An excerpt from God’s Doodle: The Life and Times of the Penis by Tom Hickman, available now from Soft Skull Press that was published on Slate taught me a number of things. One of those things is that I’m definitely buying that book. Another, that human penises, in relation to the human body, are big compared to other animal penises. Among many facts about penises, the big thing I learned from the excerpt is that the male relationship with the member is just as upsetting as Freud made it out to be. The way men feel about penis size is comparable to any other issue of body image. My heart breaks for dudes both big and small.
Here are 5 heartbreaking things I learned about men and their relationship to penis size:
- The obsession with dick size is very real, very deeply rooted and seemingly not going away. According to Hickman, “The most frequent question on all Internet Q-and-A sex sites continues to be, “Is size important?”
- A penis-haver is willing do weird stuff in order to see how their junk compares to the junk of other penis-havers. There is a ”downloadable chart of four outline drawings (“low average” to “extraordinarily large”) on the internet that a dude can print out and “use as a template against which to judge himself.” Comparing yourself to others is never a good idea. Printing out dick templates to use as a comparison tool is heartbreaking.

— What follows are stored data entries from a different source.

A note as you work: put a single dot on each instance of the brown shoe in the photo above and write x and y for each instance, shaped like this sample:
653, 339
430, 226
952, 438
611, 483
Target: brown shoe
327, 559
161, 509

Resting dicks on outline drawings of other dicks is not a productive way to spend time and only serves to make the dick’s owner feel weird.
- Men have a kooky idea of the average erection size and it’s probably porn’s fault. According to the Kinsey Institute, “many men…believe the average erection is 10 inches.” The images in media like porn can be harmful because they normalize fantasy and ballooned up versions of features like titties, booties and peckers. There’s smoke and mirrors and grooming and production and highly specific casting that makes schlongs look huge in porn. Just imagine if it were true that the average penis stood slightly below a foot– it would be a fucking nightmare and people that have sex with men would be waddling around sore all the time. The dicks that raised the average would be just tremendous.
- Dudes are not great at measuring their own wieners. A lot of size related data is kind of off. It’s been a problem for researchers from Kinsey to condom brands. The only large-scale study that did not rely on self-measurements and instead had volunteers have their boners measured by two nurses with measuring tapes, found that the average human penis measured about a half inch less than in self-reported studies. 5.8 inches versus 6.25 inches. It’s not heartbreaking that there is not standard way for a guy to measure his own junk, but heartbreaking that they feel the need to measure and give themselves a little boost because of #3 on this list.
- We cannot stop measuring peckers (for science): Apparently “between 2007 and 2010 at least 15 different studies were published, all of them hands-on.” I’m all for gathering data and studying the human bod, but hot damn, fifteen is a lot of studies.
In our culture that’s both raunchy and highly body conscious, it’s no wonder that we are unable to stop fixating on body parts, particularly sex organs. It’s shame that we compare, contrast and hope to be at least normal (whatever that means) all to our ego’s detriment.